Bookmark #218

Have you ever been to my apartment? Probably not. I don’t let people in unless they’re family or a friend, or an acquaintance I had to let in because of some impossible situation. I’m a relatively private person, although my facade would have most people believe they know things. They do, too, as much as I’ll reveal anyway.

More often, though, when it comes to someone visiting my apartment, I make an excuse. I would tell you I have work to do or the place is soiled or that it’s better if we can meet in a cafĂ© or a pub or anything that is not my apartment. Perhaps, your place. Your place would do!
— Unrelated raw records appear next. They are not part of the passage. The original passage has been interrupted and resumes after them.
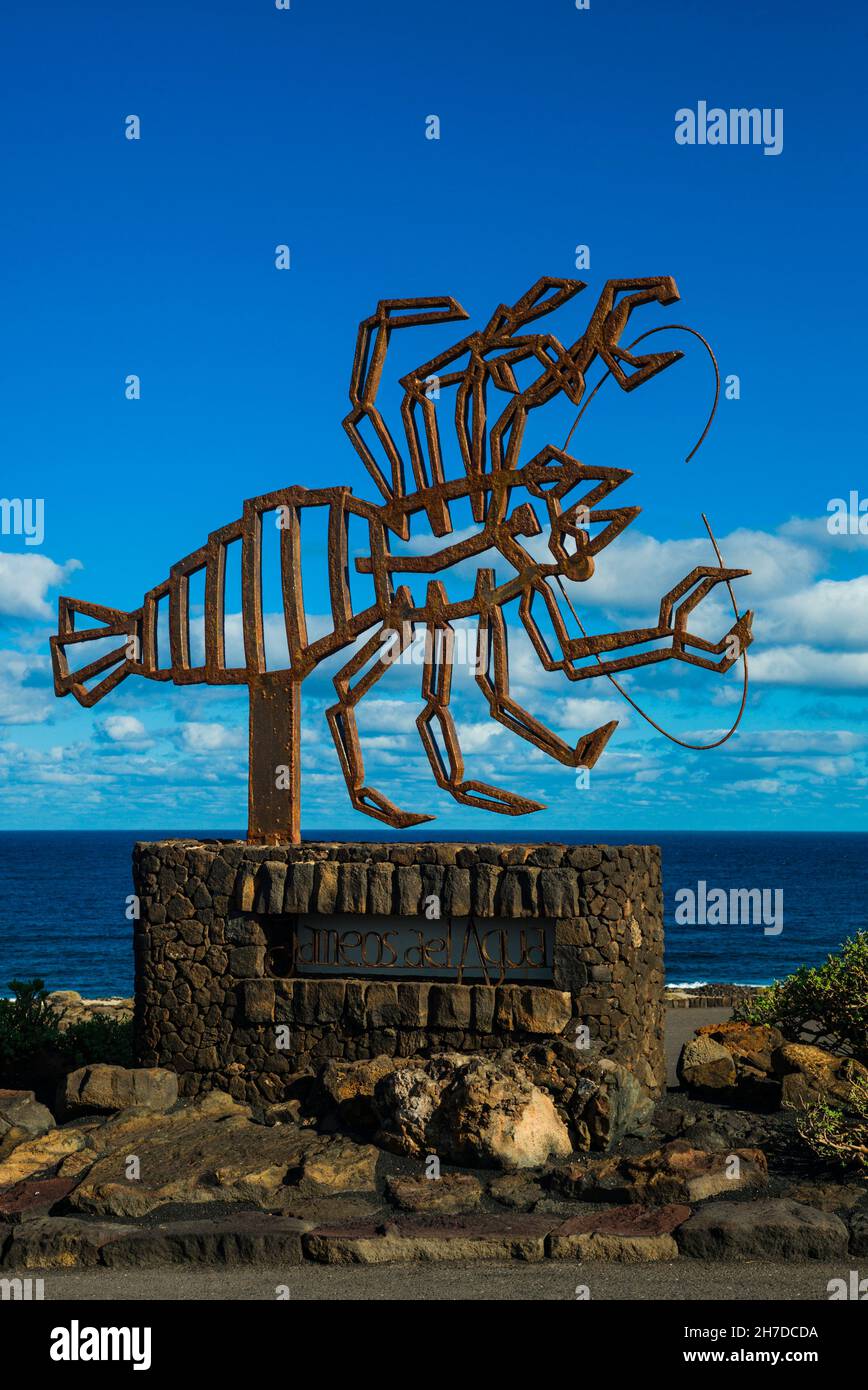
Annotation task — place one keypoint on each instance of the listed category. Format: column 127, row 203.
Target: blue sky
column 308, row 127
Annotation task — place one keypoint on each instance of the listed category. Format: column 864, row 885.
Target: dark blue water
column 63, row 901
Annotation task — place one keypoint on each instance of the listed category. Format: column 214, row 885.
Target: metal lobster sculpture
column 493, row 483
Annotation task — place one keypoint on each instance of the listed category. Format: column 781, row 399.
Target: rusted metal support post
column 274, row 779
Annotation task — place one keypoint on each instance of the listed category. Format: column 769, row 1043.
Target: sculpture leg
column 436, row 688
column 493, row 679
column 274, row 773
column 345, row 733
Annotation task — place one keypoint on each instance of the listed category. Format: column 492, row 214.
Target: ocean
column 63, row 901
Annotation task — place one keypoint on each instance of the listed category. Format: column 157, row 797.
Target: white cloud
column 22, row 704
column 207, row 738
column 804, row 665
column 124, row 729
column 25, row 580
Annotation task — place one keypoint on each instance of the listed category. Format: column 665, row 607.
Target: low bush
column 29, row 1032
column 825, row 1005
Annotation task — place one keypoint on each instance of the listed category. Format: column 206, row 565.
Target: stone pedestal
column 255, row 963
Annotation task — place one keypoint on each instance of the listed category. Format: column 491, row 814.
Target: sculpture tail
column 117, row 660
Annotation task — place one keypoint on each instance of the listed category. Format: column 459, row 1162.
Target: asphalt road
column 513, row 1282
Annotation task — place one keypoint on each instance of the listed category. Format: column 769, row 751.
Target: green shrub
column 826, row 1004
column 839, row 1132
column 27, row 1023
column 99, row 1040
column 29, row 1030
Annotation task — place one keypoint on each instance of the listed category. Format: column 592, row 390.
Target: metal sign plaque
column 452, row 948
My apartment is sacred to me, and that’s partly because of how I prefer things in my head. It’s a reflection of what goes on inside my head. You see, everything is thought of, and no, it’s no designer’s paradise, but it’s mine. The coffee machine is at the far end of the kitchen, and reaching it takes me enough steps to wake up. The lamp is placed perfectly between the clock and the tiny succulent. I prefer it that way because the shadow is an even blur at night. It’s about the little things.

If you were to pick something up and set it down, I would nudge it back into position instantly, often to your frustration. I can live in a mess for some time, though. It’s only that I don’t like living in someone else’s mess; I am perfectly fine with my own. Yet, my need to keep and file everything into its proper place surfaces, eventually. I know I’m not the first person to exist in this slavery to perfect order.

As abrupt as that sounds, it’s how I think as well. I nudge my thoughts in different directions until they fit. I have learnt to have a third-person control over how I think and how my thoughts are shelved. I’m the sole housekeeper of my tiny little brain. It’s difficult to explain unless you’ve been to my apartment, really. When you ring the bell, and if I let you in, you’ll know more about me than I could ever let on.

Once you do, nothing is sacred anymore; everything’s a vulgar attempt at control, and so I will let it go. That’s when you’ll really know me. Everything else is what I choose to show you, and if I don’t open the door, that’s all you’ll need.